D. Hubungan antara iman, ilmu dan amal................................................. 8         
BAB III PENUTUP ............................................................................... 14
A. Kesimpulan .......................................................................................... 14
B.  Saran .................................................................................................... 15
DAFTAR PUSTAKA


BAB I
PENDAHULUAN
A.    Latar Belakang
Manusia dalam kehidupannya perlu akan konsep hidup, yang akan memberikan gambaran secara jelas tentang bagaimana manusia dalam berkehidupan yang harmonis dengan Tuhan dan Manusia serta alam sekitarnya.
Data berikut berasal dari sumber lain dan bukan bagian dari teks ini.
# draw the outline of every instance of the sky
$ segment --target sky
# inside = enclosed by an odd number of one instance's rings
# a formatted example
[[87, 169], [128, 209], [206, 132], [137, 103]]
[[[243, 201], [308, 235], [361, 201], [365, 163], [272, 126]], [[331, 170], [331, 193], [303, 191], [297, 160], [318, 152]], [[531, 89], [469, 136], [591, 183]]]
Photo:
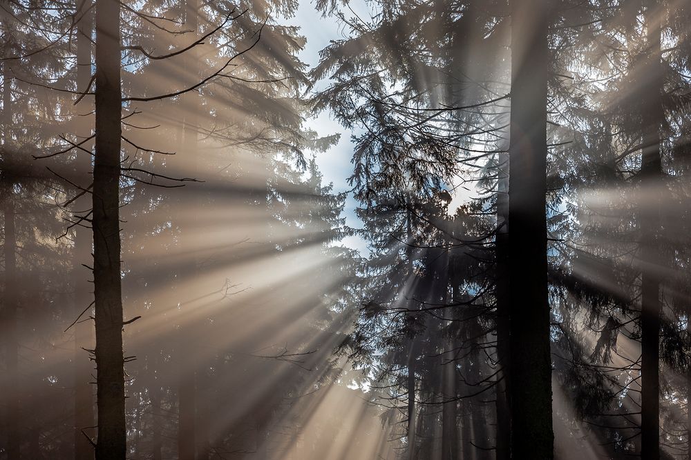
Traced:
[[[352, 2], [351, 8], [358, 11], [359, 14], [366, 10], [364, 3], [361, 1]], [[314, 3], [308, 0], [301, 0], [297, 13], [294, 17], [288, 18], [287, 22], [300, 27], [301, 34], [307, 39], [307, 43], [299, 57], [310, 68], [319, 63], [319, 51], [327, 46], [331, 40], [344, 38], [342, 28], [336, 19], [332, 17], [322, 17], [316, 10]], [[349, 190], [350, 188], [348, 184], [348, 178], [352, 172], [352, 165], [350, 163], [353, 148], [351, 142], [352, 132], [341, 126], [328, 112], [325, 112], [317, 117], [308, 119], [306, 125], [307, 128], [314, 130], [321, 136], [337, 132], [341, 134], [341, 139], [337, 145], [323, 153], [317, 154], [316, 162], [323, 174], [324, 182], [332, 183], [334, 192]], [[354, 213], [357, 206], [357, 201], [352, 195], [349, 195], [344, 213], [346, 223], [354, 228], [361, 226]], [[360, 251], [361, 254], [367, 254], [366, 244], [359, 237], [348, 237], [343, 242]]]

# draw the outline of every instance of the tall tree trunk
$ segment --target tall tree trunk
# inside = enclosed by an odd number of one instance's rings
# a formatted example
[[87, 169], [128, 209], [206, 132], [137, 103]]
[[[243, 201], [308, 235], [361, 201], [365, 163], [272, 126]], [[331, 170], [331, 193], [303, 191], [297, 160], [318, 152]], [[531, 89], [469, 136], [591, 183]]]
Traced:
[[96, 139], [93, 168], [97, 460], [126, 454], [120, 284], [120, 6], [96, 2]]
[[[691, 338], [691, 303], [686, 303], [686, 337]], [[688, 343], [688, 342], [687, 342]], [[686, 454], [691, 460], [691, 369], [686, 371]]]
[[[660, 258], [659, 188], [663, 186], [660, 156], [660, 127], [664, 114], [659, 17], [657, 0], [647, 0], [644, 12], [647, 28], [645, 68], [641, 78], [641, 93], [647, 98], [641, 106], [643, 120], [643, 158], [641, 166], [642, 195], [653, 197], [641, 209], [641, 455], [656, 460], [660, 458]], [[645, 83], [645, 84], [643, 84]]]
[[[410, 208], [413, 206], [412, 200], [410, 195], [406, 203], [407, 206], [406, 225], [406, 254], [408, 258], [408, 283], [413, 284], [413, 212]], [[412, 308], [411, 308], [412, 310]], [[412, 313], [408, 313], [412, 314]], [[410, 460], [415, 459], [415, 435], [416, 422], [417, 420], [415, 414], [415, 332], [413, 331], [413, 337], [410, 337], [410, 349], [408, 352], [408, 379], [406, 387], [408, 390], [408, 457]]]
[[[5, 28], [7, 29], [7, 28]], [[12, 117], [12, 69], [8, 61], [2, 63], [2, 134], [5, 161], [11, 166], [12, 151], [11, 127]], [[3, 395], [7, 401], [5, 412], [7, 433], [8, 455], [10, 459], [19, 459], [21, 455], [21, 433], [19, 430], [19, 388], [18, 381], [19, 343], [17, 332], [17, 310], [19, 292], [17, 279], [17, 230], [15, 214], [15, 181], [11, 173], [2, 172], [3, 214], [5, 219], [5, 299], [3, 306], [3, 341], [5, 344], [6, 381], [7, 388]]]
[[[6, 106], [8, 107], [8, 106]], [[3, 178], [4, 179], [4, 178]], [[17, 233], [15, 225], [11, 179], [3, 181], [3, 214], [5, 219], [5, 299], [3, 306], [3, 335], [5, 344], [6, 388], [3, 397], [6, 401], [5, 430], [7, 434], [7, 452], [10, 459], [21, 458], [21, 437], [19, 431], [19, 393], [18, 386], [19, 345], [17, 334], [17, 309], [19, 292], [17, 288]]]
[[499, 154], [497, 185], [497, 237], [495, 297], [497, 301], [497, 460], [511, 458], [511, 417], [509, 401], [509, 154]]
[[[196, 34], [199, 26], [199, 3], [198, 0], [187, 0], [185, 3], [185, 24], [188, 29], [194, 31]], [[192, 48], [188, 52], [189, 55], [185, 57], [186, 61], [184, 67], [189, 72], [191, 80], [196, 79], [197, 69], [197, 54], [196, 49]], [[189, 86], [196, 83], [195, 81], [187, 81], [185, 85]], [[183, 154], [189, 159], [185, 161], [185, 174], [189, 177], [194, 177], [196, 174], [196, 156], [197, 154], [197, 112], [199, 106], [199, 94], [196, 91], [192, 91], [183, 96], [184, 101], [184, 126], [183, 126], [183, 145], [184, 151]], [[184, 201], [183, 203], [188, 201]], [[192, 206], [196, 206], [196, 203], [192, 203]], [[193, 209], [194, 208], [193, 208]], [[196, 220], [196, 219], [195, 219]], [[185, 229], [183, 229], [183, 232]], [[188, 234], [190, 229], [187, 229]], [[192, 241], [189, 235], [184, 235], [182, 244], [184, 251], [187, 254], [194, 254], [194, 248], [189, 242]], [[196, 274], [197, 263], [196, 259], [193, 259], [190, 262], [191, 267], [191, 274], [192, 277]], [[182, 328], [183, 334], [184, 328]], [[181, 357], [182, 359], [182, 357]], [[180, 421], [178, 423], [178, 455], [180, 460], [194, 460], [196, 450], [198, 433], [196, 430], [197, 419], [197, 391], [195, 386], [196, 382], [196, 363], [191, 360], [183, 360], [183, 366], [180, 368], [180, 388], [178, 392], [178, 410], [180, 414]]]
[[509, 275], [515, 459], [553, 457], [547, 298], [547, 0], [513, 0]]
[[178, 423], [178, 456], [180, 460], [194, 460], [195, 421], [197, 412], [194, 381], [193, 368], [191, 370], [187, 366], [182, 366], [178, 388], [178, 410], [180, 414]]
[[[158, 365], [158, 360], [156, 360]], [[160, 382], [155, 381], [149, 389], [149, 398], [151, 401], [151, 458], [153, 460], [162, 460], [162, 449], [163, 447], [161, 437], [161, 421], [163, 414], [161, 412], [161, 386]]]
[[[441, 275], [439, 281], [442, 290], [441, 302], [442, 305], [449, 304], [448, 289], [451, 266], [449, 264], [449, 251], [451, 248], [452, 226], [447, 221], [444, 221], [445, 228], [444, 231], [447, 235], [445, 239], [446, 248], [440, 263], [439, 273]], [[452, 290], [452, 292], [454, 290]], [[451, 303], [454, 303], [456, 299], [453, 294], [451, 295]], [[457, 317], [455, 307], [451, 308], [451, 318]], [[456, 335], [451, 328], [451, 321], [446, 321], [447, 330], [444, 338], [444, 351], [442, 354], [442, 460], [456, 460], [458, 458], [458, 428], [456, 421], [458, 417], [458, 401], [456, 377], [456, 346], [458, 344]]]
[[[82, 0], [77, 8], [77, 17], [79, 19], [77, 24], [77, 86], [80, 91], [85, 92], [88, 91], [87, 86], [91, 79], [91, 33], [93, 30], [92, 6], [91, 0]], [[84, 128], [85, 132], [79, 134], [84, 135], [87, 130], [91, 134], [91, 126]], [[77, 165], [77, 172], [80, 177], [88, 179], [87, 172], [91, 169], [91, 159], [82, 152], [78, 154], [79, 160]], [[82, 181], [82, 184], [85, 188], [88, 185], [86, 181]], [[79, 192], [79, 190], [75, 192]], [[75, 201], [73, 212], [83, 215], [88, 212], [89, 208], [88, 194], [84, 194]], [[91, 283], [83, 266], [91, 266], [93, 263], [91, 257], [91, 239], [87, 228], [82, 226], [75, 227], [72, 277], [75, 283], [75, 319], [93, 300]], [[93, 428], [95, 421], [93, 413], [93, 390], [91, 383], [92, 366], [84, 350], [93, 348], [93, 326], [90, 321], [84, 321], [76, 323], [73, 328], [75, 334], [75, 459], [90, 460], [93, 459], [93, 446], [86, 436], [92, 439], [95, 437]]]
Konsep hidup ini bekerja secara berkesinambungan dan mengalami pembaharuan dalam implikasinya sesuai dengan tuntutan zamannya.
Sebagai dasar kebenaran, maka konsepsi Iman menjadi landasan kebenaran pada kebenaran mutlak. Kebenaran menjadi titik ideal yang manusia perlu mengindahkannya, titik ideal ini menjadi dasar konsepsi atau sumber nilai yang menentukan kerja amal manusia sesuai dengan kebenaran.
Kebenaran yang menjadi dasar tidak serta-merta "ada", namun ikhtiar manusia sebagai subjek kehidupan yang memiliki kehendak bebas serta berpikir bebas selalu mencoba mendekatkan diri pada kebenaran melalui ilmu. Sebagai sarana pendekatan diri pada kebenaran, ilmu pengetahuan sebagai pangkal bahwa manusia sebagai makhluk Tuhan secara masif mendekatkan dirinya melalui pencarian kebenaran atau pembelajaran.
Ilmu sebagai cahaya pencerah akal manusia pada kebenaran, maka ilmu akan senantiasa membawa manusia pada pribadi yang bernilai. Manusia yang bernilai adalah manusia yang melakukan kerja kemanusiaan atau amal. Ilmu akan menjadi hidup dengan membumikan ilmu dalam pola pikir dan pola tindak manusia. 
Konsepsi yang menjadi dasar perencanaan manusia secara hirarki dan simultan memberikan kesinambungan gerak pikir dan gerak tindak perlu dibumikan dalam diri manusia itu sendiri. Seperti konsepsi Marx, tentang pertentangan klas, bahwa manusia yang berada dalam klas-klas tertentu berubah dengan manusia yang tanpa klas. Konsepsi Marx dapat dikatakan sosialis. Seperti itu halnya, manusia yang beragama (Berkebenaran) harus memiliki konsep hidup yang mencerminkan suatu karakter manusia yang cenderung pada kebenaran.

B.     Rumusan Masalah
1.      apa itu iman, ilmu dan amal?
2.      Bagaimana hubungan iman, ilmu, dan amal sebagai pikir peradaban?

C.     Tujuan Penulisan
1.      Mengetahui definisi iman, almu dan amal.
2.      mengetahui hubungan iman, ilmu dan amal pada pikir peradaban.














BAB II
PEMBAHASAN
A.    IMAN
Pengertian iman dari bahasa Arab yang artinya percaya. Sedangkan menurut istilah, pengertian iman adalah membenarkan dengan hati, diucapkan dengan lisan, dan diamalkan dengan tindakan (perbuatan). Dengan demikian, pengertian iman kepada Allah adalah membenarkan dengan hati bahwa Allah itu benar-benar ada dengan segala sifat keagungan dan kesempurnaanNya, kemudian pengakuan itu diikrarkan dengan lisan, serta dibuktikan dengan amal perbuatan secara nyata.
Jadi, seseorang dapat dikatakan sebagai mukmin (orang yang beriman) sempurna apabila memenuhi ketiga unsur keimanan di atas. Apabila seseorang mengakui dalam hatinya tentang keberadaan Allah, tetapi tidak diikrarkan dengan lisan dan dibuktikan dengan amal perbuatan, maka orang tersebut tidak dapat dikatakan sebagai mukmin yang sempurna. Sebab, ketiga unsur keimanan tersebut merupakan satu kesatuan yang utuh dan tidak dapat dipisahkan.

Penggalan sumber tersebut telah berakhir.